Solved – How to use 1.7159 * tanh(2/3 * x) as activation function

neural networks

I have a simple neural network and it works with the logistic function as activation function. Now I want to avoid the saturation problem by substituting the logistic function by the hyperbolic tangent:

#define SIGMOID(x) (1.7159*tanh(0.66666667*x)) 
#define DSIGMOID(S) (0.666666667/1.7159*(1.7159-(S))*(1.7159+(S)))

But the network never converges, the MSE stays the same throughout the training.
Here's my training samples:

double training_data[][4]={
            {0, 0,  0,  -1},
            {0, 0,  1,  1},
            {0, 1,  0,  1},
            {0, 1,  1,  -1},
            {1, 0,  0,  1},
            {1, 0,  1,  -1},
            {1, 1,  0,  -1},
            {1, 1,  1,  1}};

The network does converge if I use the original (non-scaled) hyperbolic tangent function, that is:

#define SIGMOID(x) (tanh(x))
#define DSIGMOID(S) (1-((S)*(S)))

Do I miss something? E.g. Scaling the output to match the range (-1.7159, 1.7159) or anything?

Best Answer

When I plot using the following R-code:

x <- seq(from = -2, to = 2, by = 0.01 )
y <- (0.666666667/1.7159*(1.7159-(x))*(1.7159+(x)))
y2 <- (1.7159*tanh(0.66666667*x)) 

plot(x,y2,col = "red")
points(x,y)

I get the following plot: plot of the give expressions

One of these is a sigmoid (red), one is not a great derivative (black). Notice the negative values. This is going to define a radius of convergence that shoots Newtons-methods toward infinity.

Now using this R-code:

x <- seq(from = -2, to = 2, by = 0.01 )
y <- 1.14393*(1/cosh(2*x/3))^2
y2 <- (1.7159*tanh(0.66666667*x)) 

plot(x,y2,col = "red", type = "b")
points(x,y)

I get this plot: updated plot of expressions

It is a more plausible graph of the derivative(black) for the sigmoid(red).

This was fun: link.

Edit:

Here are some basics on Tanh and friends.
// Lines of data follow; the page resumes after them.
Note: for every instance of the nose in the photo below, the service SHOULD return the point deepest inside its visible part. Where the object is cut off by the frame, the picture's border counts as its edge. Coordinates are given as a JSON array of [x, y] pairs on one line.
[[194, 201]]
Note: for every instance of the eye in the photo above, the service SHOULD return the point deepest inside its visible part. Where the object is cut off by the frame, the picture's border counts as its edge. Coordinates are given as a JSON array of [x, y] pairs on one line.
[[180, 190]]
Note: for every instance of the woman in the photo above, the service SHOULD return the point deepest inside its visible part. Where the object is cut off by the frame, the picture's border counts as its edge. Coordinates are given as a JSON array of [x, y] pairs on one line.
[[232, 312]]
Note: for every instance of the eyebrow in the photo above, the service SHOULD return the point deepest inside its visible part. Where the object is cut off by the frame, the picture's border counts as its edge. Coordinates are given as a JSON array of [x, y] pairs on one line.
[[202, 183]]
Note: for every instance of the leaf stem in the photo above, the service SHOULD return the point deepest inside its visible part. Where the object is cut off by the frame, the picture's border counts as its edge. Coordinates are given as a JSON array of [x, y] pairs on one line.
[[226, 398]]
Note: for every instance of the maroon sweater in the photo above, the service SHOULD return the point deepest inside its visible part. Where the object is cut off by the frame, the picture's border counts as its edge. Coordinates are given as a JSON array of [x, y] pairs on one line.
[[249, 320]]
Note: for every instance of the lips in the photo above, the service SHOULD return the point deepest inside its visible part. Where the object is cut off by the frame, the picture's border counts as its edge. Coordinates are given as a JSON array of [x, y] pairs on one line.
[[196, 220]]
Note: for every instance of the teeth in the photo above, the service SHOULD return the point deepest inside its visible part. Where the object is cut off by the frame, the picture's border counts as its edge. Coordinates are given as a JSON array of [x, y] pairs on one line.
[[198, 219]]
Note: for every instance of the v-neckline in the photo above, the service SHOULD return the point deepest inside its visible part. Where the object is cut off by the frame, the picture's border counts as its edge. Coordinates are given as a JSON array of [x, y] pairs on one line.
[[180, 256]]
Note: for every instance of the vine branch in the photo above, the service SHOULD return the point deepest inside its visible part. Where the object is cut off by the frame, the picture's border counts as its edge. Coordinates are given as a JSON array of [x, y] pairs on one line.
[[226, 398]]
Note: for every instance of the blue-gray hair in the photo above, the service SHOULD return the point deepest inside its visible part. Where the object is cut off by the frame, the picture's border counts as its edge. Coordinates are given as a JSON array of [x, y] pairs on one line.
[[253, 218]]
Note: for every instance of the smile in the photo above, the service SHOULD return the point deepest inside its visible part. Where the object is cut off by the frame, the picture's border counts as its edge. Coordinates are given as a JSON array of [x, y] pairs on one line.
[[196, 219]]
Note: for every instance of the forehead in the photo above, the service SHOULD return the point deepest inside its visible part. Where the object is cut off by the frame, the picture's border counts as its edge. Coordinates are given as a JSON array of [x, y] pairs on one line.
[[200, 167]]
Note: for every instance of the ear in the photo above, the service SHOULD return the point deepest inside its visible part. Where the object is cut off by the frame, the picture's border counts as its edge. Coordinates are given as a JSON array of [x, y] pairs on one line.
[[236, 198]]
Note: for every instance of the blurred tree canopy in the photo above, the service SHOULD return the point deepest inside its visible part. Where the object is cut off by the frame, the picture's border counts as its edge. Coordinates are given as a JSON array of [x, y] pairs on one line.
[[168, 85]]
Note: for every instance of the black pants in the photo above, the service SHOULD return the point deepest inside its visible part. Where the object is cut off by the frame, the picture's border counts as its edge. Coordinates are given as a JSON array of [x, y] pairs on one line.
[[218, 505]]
  1. http://mathworld.wolfram.com/HyperbolicTangent.html
  2. http://mathworld.wolfram.com/HyperbolicCosine.html
  3. http://mathworld.wolfram.com/HyperbolicSine.html

Please notice in link 1 that the derivative of Hyperbolic Tangent is pow( hyperbolic_secant,2) and not pow( hyperbolic_cosine,2).